LOS ANGELES – As COVID19 state and local government shelter-in-place restrictions loosen, local high desert residents may be for sure heading to their favorite watering hole, known to local residents as the “Deep Creek Spillway” this Memorial Day weekend.
However, rangers with the U.S. Army Corps of Engineers Los Angeles District want the public to understand the area, which is located at the bottom of the Mojave River Dam basin near Hesperia and is on federal property, is not authorized for swimming and off-highway vehicle operation.
Nick Figueroa, a park ranger with the Los Angeles District, said that his office has received recent reports of vandalism and unauthorized OHV operation at the dam. Figueroa and park ranger Mary Carmona, were at the dam last Sunday, May 17. They advised several OHV operators of their unauthorized access into the basin and the majority of the operators stated they were unaware of being in the restricted basin and immediately departed the area.
“Today we are out here communicating with some of the folks that are out here recreating within the critical habitat area,” Figueroa said. “Over the years there have been a lot of folks who have come out here and either they have made their own way around the locked gate or have drove over large dirt embankments which have been placed around the basin to block illegal access to the area, with their OHVs or dirt bikes.”
Figueroa and Carmona issued parking tickets to vehicles that had illegally gained access to the area and parked adjacent to the dam’s emergency spillway. More than 25 OHV operators were contacted and advised to immediately leave the area.
The Los Angeles District park rangers recently enlisted the help of law enforcement officials from the San Bernardino County Sheriff’s Department, as well as law enforcement officers with both the U.S. Department of Agriculture, Forestry Service and the U.S. Department of the Interior, Bureau of Land Management, and are conducting law enforcement sweeps of the area to direct people away from the area and issue citations for off-roading trespassing.
The Mojave River Dam is located on the Mojave River in San Bernardino County, California, about 14 miles south of Victorville and just downstream (north) of the confluence of the West Fork Mojave River and Deep Creek.
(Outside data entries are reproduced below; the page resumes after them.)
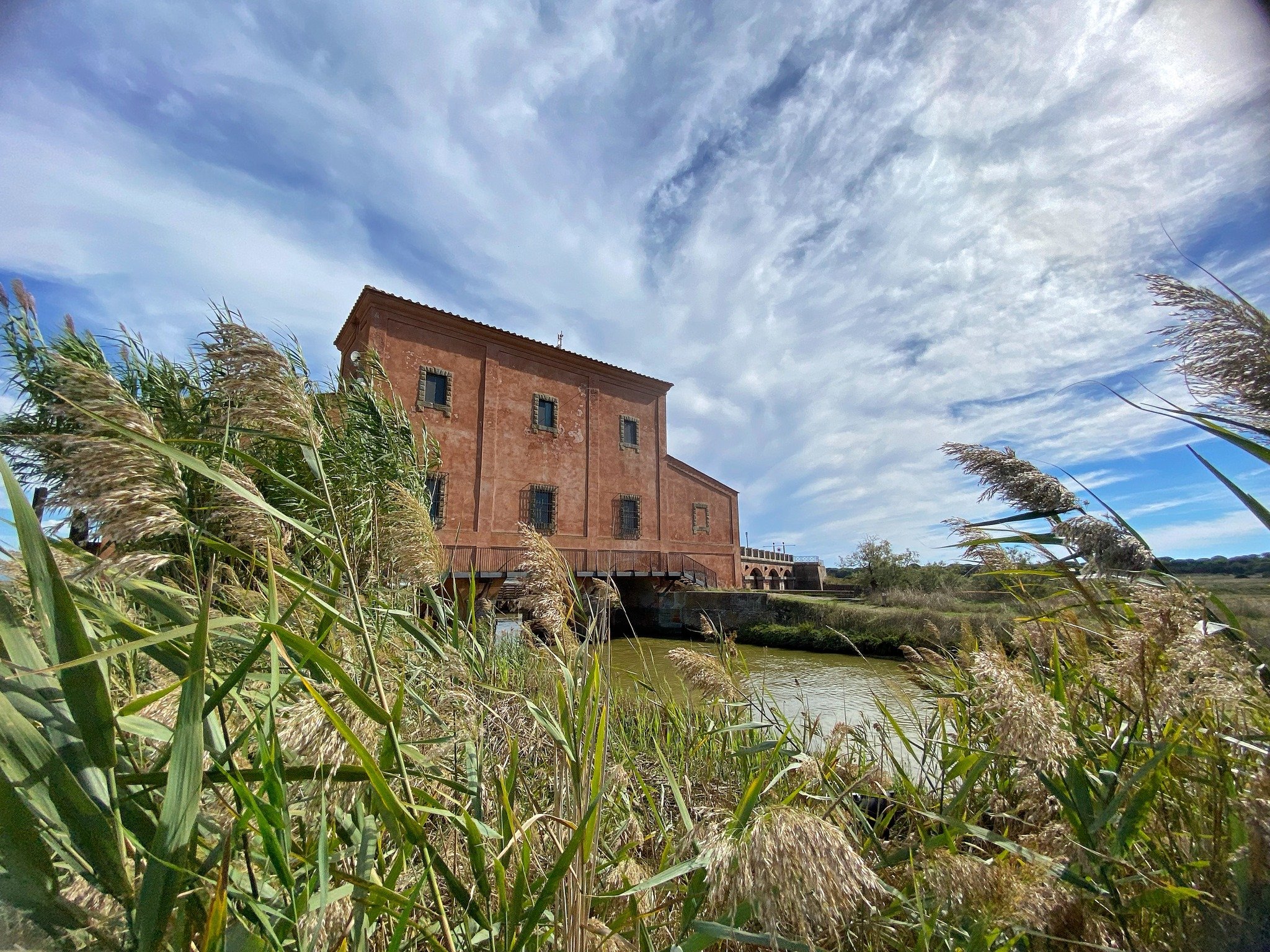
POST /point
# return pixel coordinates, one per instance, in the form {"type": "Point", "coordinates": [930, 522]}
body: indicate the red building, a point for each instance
{"type": "Point", "coordinates": [535, 433]}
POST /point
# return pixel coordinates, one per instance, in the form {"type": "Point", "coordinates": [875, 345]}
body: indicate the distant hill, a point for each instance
{"type": "Point", "coordinates": [1221, 565]}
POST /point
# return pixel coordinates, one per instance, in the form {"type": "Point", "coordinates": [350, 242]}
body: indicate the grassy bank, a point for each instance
{"type": "Point", "coordinates": [813, 624]}
{"type": "Point", "coordinates": [257, 720]}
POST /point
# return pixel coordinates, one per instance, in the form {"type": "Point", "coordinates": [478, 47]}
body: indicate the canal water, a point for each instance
{"type": "Point", "coordinates": [826, 685]}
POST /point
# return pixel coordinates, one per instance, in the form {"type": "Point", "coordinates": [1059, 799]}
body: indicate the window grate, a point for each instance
{"type": "Point", "coordinates": [546, 413]}
{"type": "Point", "coordinates": [436, 389]}
{"type": "Point", "coordinates": [700, 518]}
{"type": "Point", "coordinates": [436, 487]}
{"type": "Point", "coordinates": [539, 507]}
{"type": "Point", "coordinates": [628, 432]}
{"type": "Point", "coordinates": [626, 517]}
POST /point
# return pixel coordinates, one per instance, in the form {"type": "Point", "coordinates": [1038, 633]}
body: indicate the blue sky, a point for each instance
{"type": "Point", "coordinates": [848, 231]}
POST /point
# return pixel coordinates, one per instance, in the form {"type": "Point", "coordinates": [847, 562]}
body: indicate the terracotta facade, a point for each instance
{"type": "Point", "coordinates": [494, 451]}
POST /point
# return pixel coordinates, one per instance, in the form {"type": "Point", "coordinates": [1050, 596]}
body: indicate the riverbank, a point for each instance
{"type": "Point", "coordinates": [849, 627]}
{"type": "Point", "coordinates": [826, 625]}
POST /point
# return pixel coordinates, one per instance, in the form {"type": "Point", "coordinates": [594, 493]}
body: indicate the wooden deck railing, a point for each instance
{"type": "Point", "coordinates": [591, 562]}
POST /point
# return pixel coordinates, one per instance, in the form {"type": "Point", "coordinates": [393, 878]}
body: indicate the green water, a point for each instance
{"type": "Point", "coordinates": [831, 687]}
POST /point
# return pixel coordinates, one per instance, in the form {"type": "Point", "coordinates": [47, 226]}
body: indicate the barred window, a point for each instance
{"type": "Point", "coordinates": [541, 506]}
{"type": "Point", "coordinates": [628, 433]}
{"type": "Point", "coordinates": [700, 518]}
{"type": "Point", "coordinates": [628, 517]}
{"type": "Point", "coordinates": [435, 387]}
{"type": "Point", "coordinates": [436, 487]}
{"type": "Point", "coordinates": [546, 410]}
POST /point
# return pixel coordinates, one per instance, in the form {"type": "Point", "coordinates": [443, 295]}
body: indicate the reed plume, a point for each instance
{"type": "Point", "coordinates": [1220, 346]}
{"type": "Point", "coordinates": [981, 546]}
{"type": "Point", "coordinates": [801, 875]}
{"type": "Point", "coordinates": [24, 299]}
{"type": "Point", "coordinates": [128, 490]}
{"type": "Point", "coordinates": [257, 384]}
{"type": "Point", "coordinates": [705, 673]}
{"type": "Point", "coordinates": [1029, 724]}
{"type": "Point", "coordinates": [548, 588]}
{"type": "Point", "coordinates": [408, 540]}
{"type": "Point", "coordinates": [236, 519]}
{"type": "Point", "coordinates": [1106, 549]}
{"type": "Point", "coordinates": [1003, 475]}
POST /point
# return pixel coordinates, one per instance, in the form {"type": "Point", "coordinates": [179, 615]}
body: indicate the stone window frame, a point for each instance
{"type": "Point", "coordinates": [700, 530]}
{"type": "Point", "coordinates": [420, 404]}
{"type": "Point", "coordinates": [619, 530]}
{"type": "Point", "coordinates": [534, 418]}
{"type": "Point", "coordinates": [442, 487]}
{"type": "Point", "coordinates": [621, 432]}
{"type": "Point", "coordinates": [550, 528]}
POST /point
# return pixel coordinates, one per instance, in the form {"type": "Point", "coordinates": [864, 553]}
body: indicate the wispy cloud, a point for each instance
{"type": "Point", "coordinates": [849, 231]}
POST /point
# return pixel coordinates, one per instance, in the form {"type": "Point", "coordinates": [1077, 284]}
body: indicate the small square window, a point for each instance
{"type": "Point", "coordinates": [700, 518]}
{"type": "Point", "coordinates": [546, 409]}
{"type": "Point", "coordinates": [543, 508]}
{"type": "Point", "coordinates": [435, 387]}
{"type": "Point", "coordinates": [629, 433]}
{"type": "Point", "coordinates": [436, 488]}
{"type": "Point", "coordinates": [628, 517]}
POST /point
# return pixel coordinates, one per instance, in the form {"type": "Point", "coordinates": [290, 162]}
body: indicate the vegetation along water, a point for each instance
{"type": "Point", "coordinates": [255, 719]}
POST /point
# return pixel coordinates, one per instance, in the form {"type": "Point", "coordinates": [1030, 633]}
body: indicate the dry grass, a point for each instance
{"type": "Point", "coordinates": [257, 384]}
{"type": "Point", "coordinates": [705, 673]}
{"type": "Point", "coordinates": [799, 874]}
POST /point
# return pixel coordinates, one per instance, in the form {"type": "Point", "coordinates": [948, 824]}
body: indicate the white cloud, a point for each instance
{"type": "Point", "coordinates": [1233, 532]}
{"type": "Point", "coordinates": [849, 231]}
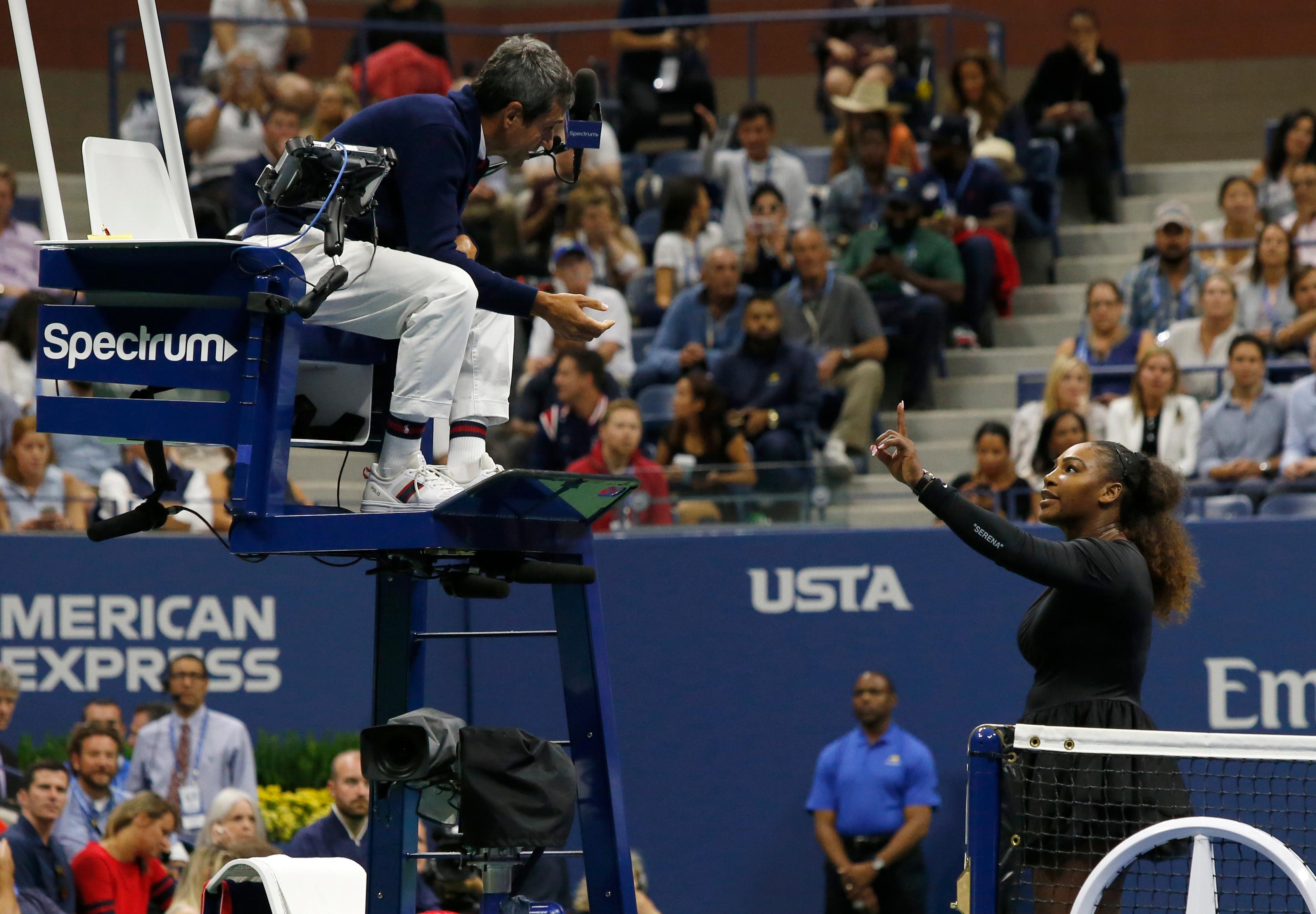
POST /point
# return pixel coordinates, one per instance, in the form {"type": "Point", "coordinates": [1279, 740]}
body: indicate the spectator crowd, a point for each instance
{"type": "Point", "coordinates": [144, 812]}
{"type": "Point", "coordinates": [766, 299]}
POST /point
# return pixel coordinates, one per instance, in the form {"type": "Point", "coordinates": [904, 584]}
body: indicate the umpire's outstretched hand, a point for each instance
{"type": "Point", "coordinates": [565, 313]}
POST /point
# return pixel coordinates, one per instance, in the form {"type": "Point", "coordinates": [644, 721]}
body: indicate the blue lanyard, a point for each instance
{"type": "Point", "coordinates": [694, 261]}
{"type": "Point", "coordinates": [960, 187]}
{"type": "Point", "coordinates": [88, 810]}
{"type": "Point", "coordinates": [869, 213]}
{"type": "Point", "coordinates": [768, 177]}
{"type": "Point", "coordinates": [1268, 301]}
{"type": "Point", "coordinates": [173, 741]}
{"type": "Point", "coordinates": [797, 291]}
{"type": "Point", "coordinates": [1157, 298]}
{"type": "Point", "coordinates": [1081, 350]}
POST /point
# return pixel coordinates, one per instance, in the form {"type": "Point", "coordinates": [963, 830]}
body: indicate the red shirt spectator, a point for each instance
{"type": "Point", "coordinates": [618, 454]}
{"type": "Point", "coordinates": [123, 874]}
{"type": "Point", "coordinates": [107, 886]}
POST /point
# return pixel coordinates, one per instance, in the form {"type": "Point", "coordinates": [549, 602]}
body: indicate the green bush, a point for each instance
{"type": "Point", "coordinates": [50, 748]}
{"type": "Point", "coordinates": [293, 761]}
{"type": "Point", "coordinates": [289, 761]}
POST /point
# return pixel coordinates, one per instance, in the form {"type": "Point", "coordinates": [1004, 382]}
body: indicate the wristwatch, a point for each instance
{"type": "Point", "coordinates": [922, 486]}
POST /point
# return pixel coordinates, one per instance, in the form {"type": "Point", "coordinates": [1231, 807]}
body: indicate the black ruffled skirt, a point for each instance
{"type": "Point", "coordinates": [1063, 807]}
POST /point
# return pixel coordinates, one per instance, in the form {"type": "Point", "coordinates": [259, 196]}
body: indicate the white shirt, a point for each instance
{"type": "Point", "coordinates": [1026, 428]}
{"type": "Point", "coordinates": [607, 154]}
{"type": "Point", "coordinates": [116, 490]}
{"type": "Point", "coordinates": [1214, 232]}
{"type": "Point", "coordinates": [782, 170]}
{"type": "Point", "coordinates": [264, 41]}
{"type": "Point", "coordinates": [239, 137]}
{"type": "Point", "coordinates": [1185, 340]}
{"type": "Point", "coordinates": [1177, 438]}
{"type": "Point", "coordinates": [623, 364]}
{"type": "Point", "coordinates": [685, 257]}
{"type": "Point", "coordinates": [1306, 253]}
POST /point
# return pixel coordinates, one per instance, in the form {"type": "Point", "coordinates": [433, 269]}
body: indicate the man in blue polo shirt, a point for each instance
{"type": "Point", "coordinates": [963, 195]}
{"type": "Point", "coordinates": [343, 833]}
{"type": "Point", "coordinates": [873, 796]}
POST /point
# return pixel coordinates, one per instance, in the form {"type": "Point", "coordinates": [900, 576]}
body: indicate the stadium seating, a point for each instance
{"type": "Point", "coordinates": [1289, 505]}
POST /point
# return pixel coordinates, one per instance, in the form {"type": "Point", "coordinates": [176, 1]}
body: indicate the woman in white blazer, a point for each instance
{"type": "Point", "coordinates": [1155, 419]}
{"type": "Point", "coordinates": [1069, 386]}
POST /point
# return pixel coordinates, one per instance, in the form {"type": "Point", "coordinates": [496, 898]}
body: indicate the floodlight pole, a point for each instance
{"type": "Point", "coordinates": [165, 108]}
{"type": "Point", "coordinates": [50, 199]}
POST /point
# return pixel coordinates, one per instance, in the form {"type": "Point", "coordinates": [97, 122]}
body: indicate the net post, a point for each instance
{"type": "Point", "coordinates": [982, 825]}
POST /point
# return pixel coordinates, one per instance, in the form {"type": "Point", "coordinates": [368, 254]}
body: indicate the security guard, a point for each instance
{"type": "Point", "coordinates": [873, 796]}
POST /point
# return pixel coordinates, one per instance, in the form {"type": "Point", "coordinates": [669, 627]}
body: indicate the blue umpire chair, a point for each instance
{"type": "Point", "coordinates": [160, 310]}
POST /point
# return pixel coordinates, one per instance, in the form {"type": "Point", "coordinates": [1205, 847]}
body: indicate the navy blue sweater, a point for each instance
{"type": "Point", "coordinates": [437, 141]}
{"type": "Point", "coordinates": [785, 379]}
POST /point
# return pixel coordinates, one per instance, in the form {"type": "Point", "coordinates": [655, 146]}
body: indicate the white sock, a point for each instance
{"type": "Point", "coordinates": [402, 440]}
{"type": "Point", "coordinates": [466, 446]}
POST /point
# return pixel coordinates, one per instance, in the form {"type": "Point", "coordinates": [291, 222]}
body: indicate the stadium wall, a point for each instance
{"type": "Point", "coordinates": [1203, 78]}
{"type": "Point", "coordinates": [729, 677]}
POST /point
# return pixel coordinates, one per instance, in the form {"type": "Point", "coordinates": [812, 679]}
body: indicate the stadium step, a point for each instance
{"type": "Point", "coordinates": [1067, 299]}
{"type": "Point", "coordinates": [971, 362]}
{"type": "Point", "coordinates": [1140, 208]}
{"type": "Point", "coordinates": [1035, 329]}
{"type": "Point", "coordinates": [1084, 270]}
{"type": "Point", "coordinates": [1105, 240]}
{"type": "Point", "coordinates": [981, 392]}
{"type": "Point", "coordinates": [316, 471]}
{"type": "Point", "coordinates": [952, 425]}
{"type": "Point", "coordinates": [1174, 178]}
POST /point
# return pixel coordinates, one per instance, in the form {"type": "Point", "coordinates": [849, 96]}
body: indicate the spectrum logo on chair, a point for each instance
{"type": "Point", "coordinates": [143, 346]}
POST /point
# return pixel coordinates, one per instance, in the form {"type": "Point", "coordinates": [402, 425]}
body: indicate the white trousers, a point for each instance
{"type": "Point", "coordinates": [453, 361]}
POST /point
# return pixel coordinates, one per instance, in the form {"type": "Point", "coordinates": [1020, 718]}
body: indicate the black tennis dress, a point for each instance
{"type": "Point", "coordinates": [1087, 638]}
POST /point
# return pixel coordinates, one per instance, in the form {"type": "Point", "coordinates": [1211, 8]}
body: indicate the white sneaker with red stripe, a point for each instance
{"type": "Point", "coordinates": [417, 488]}
{"type": "Point", "coordinates": [483, 471]}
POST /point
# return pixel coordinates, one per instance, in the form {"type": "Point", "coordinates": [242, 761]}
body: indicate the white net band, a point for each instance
{"type": "Point", "coordinates": [1174, 744]}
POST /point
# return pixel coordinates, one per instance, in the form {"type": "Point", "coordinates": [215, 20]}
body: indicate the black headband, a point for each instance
{"type": "Point", "coordinates": [1128, 458]}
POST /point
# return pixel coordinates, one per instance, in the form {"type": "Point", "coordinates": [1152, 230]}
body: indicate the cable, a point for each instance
{"type": "Point", "coordinates": [338, 564]}
{"type": "Point", "coordinates": [333, 190]}
{"type": "Point", "coordinates": [251, 559]}
{"type": "Point", "coordinates": [258, 559]}
{"type": "Point", "coordinates": [338, 488]}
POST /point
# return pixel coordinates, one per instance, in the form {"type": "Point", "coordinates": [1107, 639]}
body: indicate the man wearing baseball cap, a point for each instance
{"type": "Point", "coordinates": [961, 195]}
{"type": "Point", "coordinates": [1165, 287]}
{"type": "Point", "coordinates": [574, 269]}
{"type": "Point", "coordinates": [914, 275]}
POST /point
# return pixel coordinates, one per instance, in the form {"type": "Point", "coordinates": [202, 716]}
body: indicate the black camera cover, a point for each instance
{"type": "Point", "coordinates": [518, 789]}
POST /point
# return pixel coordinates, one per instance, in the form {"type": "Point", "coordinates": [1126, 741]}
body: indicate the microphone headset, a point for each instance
{"type": "Point", "coordinates": [585, 108]}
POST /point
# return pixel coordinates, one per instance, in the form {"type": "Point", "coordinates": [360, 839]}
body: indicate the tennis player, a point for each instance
{"type": "Point", "coordinates": [1126, 561]}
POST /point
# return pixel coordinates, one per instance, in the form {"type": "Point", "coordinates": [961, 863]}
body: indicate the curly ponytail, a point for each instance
{"type": "Point", "coordinates": [1152, 492]}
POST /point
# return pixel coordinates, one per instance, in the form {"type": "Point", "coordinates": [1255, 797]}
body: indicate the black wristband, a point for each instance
{"type": "Point", "coordinates": [922, 486]}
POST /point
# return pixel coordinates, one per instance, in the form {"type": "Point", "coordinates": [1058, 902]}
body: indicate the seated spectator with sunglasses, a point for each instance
{"type": "Point", "coordinates": [40, 863]}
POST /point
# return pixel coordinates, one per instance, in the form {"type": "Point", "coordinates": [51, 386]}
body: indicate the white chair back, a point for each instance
{"type": "Point", "coordinates": [128, 191]}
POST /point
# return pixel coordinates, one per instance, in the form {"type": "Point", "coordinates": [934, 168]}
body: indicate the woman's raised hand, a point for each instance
{"type": "Point", "coordinates": [898, 453]}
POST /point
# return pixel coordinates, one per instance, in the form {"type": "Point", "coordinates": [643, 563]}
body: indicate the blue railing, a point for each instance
{"type": "Point", "coordinates": [1028, 384]}
{"type": "Point", "coordinates": [994, 27]}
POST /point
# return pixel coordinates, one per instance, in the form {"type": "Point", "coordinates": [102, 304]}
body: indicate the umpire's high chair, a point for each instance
{"type": "Point", "coordinates": [160, 310]}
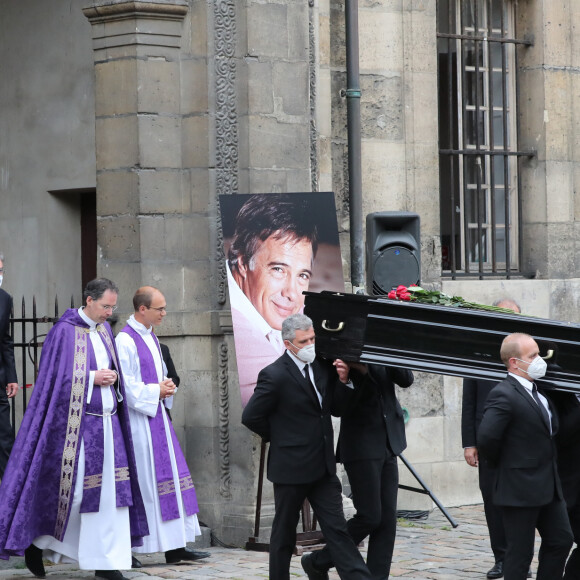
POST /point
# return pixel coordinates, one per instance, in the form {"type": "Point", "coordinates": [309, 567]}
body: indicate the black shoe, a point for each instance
{"type": "Point", "coordinates": [33, 561]}
{"type": "Point", "coordinates": [496, 571]}
{"type": "Point", "coordinates": [110, 575]}
{"type": "Point", "coordinates": [174, 556]}
{"type": "Point", "coordinates": [312, 572]}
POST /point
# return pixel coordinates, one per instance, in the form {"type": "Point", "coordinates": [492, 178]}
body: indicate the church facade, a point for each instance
{"type": "Point", "coordinates": [121, 122]}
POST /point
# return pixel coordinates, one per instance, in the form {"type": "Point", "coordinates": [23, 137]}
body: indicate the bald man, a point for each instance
{"type": "Point", "coordinates": [475, 393]}
{"type": "Point", "coordinates": [164, 478]}
{"type": "Point", "coordinates": [516, 435]}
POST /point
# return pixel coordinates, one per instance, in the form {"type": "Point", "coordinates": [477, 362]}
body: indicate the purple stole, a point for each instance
{"type": "Point", "coordinates": [93, 437]}
{"type": "Point", "coordinates": [161, 453]}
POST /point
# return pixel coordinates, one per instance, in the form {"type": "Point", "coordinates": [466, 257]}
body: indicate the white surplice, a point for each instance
{"type": "Point", "coordinates": [143, 401]}
{"type": "Point", "coordinates": [99, 540]}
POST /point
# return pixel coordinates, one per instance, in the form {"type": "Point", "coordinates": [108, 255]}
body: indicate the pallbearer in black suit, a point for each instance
{"type": "Point", "coordinates": [475, 393]}
{"type": "Point", "coordinates": [291, 408]}
{"type": "Point", "coordinates": [568, 444]}
{"type": "Point", "coordinates": [372, 434]}
{"type": "Point", "coordinates": [517, 436]}
{"type": "Point", "coordinates": [8, 383]}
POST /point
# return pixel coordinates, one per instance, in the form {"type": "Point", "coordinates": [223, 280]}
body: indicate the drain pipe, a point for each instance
{"type": "Point", "coordinates": [353, 94]}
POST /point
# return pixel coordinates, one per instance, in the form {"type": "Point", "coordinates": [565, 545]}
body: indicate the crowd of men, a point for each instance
{"type": "Point", "coordinates": [96, 473]}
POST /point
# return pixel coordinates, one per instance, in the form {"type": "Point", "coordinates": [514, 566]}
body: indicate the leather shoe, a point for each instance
{"type": "Point", "coordinates": [312, 572]}
{"type": "Point", "coordinates": [33, 561]}
{"type": "Point", "coordinates": [110, 575]}
{"type": "Point", "coordinates": [174, 556]}
{"type": "Point", "coordinates": [496, 571]}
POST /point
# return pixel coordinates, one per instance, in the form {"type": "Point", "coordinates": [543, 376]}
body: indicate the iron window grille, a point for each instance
{"type": "Point", "coordinates": [479, 160]}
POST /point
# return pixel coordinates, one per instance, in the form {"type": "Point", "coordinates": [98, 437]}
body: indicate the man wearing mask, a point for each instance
{"type": "Point", "coordinates": [168, 491]}
{"type": "Point", "coordinates": [70, 492]}
{"type": "Point", "coordinates": [475, 393]}
{"type": "Point", "coordinates": [291, 408]}
{"type": "Point", "coordinates": [517, 436]}
{"type": "Point", "coordinates": [8, 384]}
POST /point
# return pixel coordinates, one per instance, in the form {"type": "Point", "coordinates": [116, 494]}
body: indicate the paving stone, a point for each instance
{"type": "Point", "coordinates": [425, 550]}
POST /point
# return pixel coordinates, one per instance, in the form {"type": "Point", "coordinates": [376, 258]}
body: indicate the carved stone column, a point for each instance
{"type": "Point", "coordinates": [138, 140]}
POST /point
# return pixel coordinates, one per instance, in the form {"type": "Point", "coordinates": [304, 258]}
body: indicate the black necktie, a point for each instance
{"type": "Point", "coordinates": [541, 405]}
{"type": "Point", "coordinates": [309, 380]}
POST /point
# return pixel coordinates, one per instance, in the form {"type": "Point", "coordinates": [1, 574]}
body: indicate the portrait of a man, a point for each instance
{"type": "Point", "coordinates": [277, 246]}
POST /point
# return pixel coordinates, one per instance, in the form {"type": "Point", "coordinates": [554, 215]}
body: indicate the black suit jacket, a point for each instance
{"type": "Point", "coordinates": [374, 418]}
{"type": "Point", "coordinates": [568, 444]}
{"type": "Point", "coordinates": [7, 366]}
{"type": "Point", "coordinates": [475, 393]}
{"type": "Point", "coordinates": [285, 411]}
{"type": "Point", "coordinates": [514, 436]}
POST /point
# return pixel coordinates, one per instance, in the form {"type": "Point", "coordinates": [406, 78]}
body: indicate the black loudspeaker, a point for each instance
{"type": "Point", "coordinates": [393, 251]}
The Mojave River Dam's drainage area consists of 215 mountainous square miles. This area is drained by two main tributaries, Deep Creek and West Fork Mojave River, which converge at the base of the San Bernardino Mountains to form the Mojave River. Construction of the Mojave River Dam was completed in May of 1971.
Although most of the Corps’ flood control basins and dams are recognized as major federal, water-based recreation areas, the dam basin and outlet works are restricted and closed to vehicular traffic.
The public is reminded not to trespass and use off-road vehicles in the area.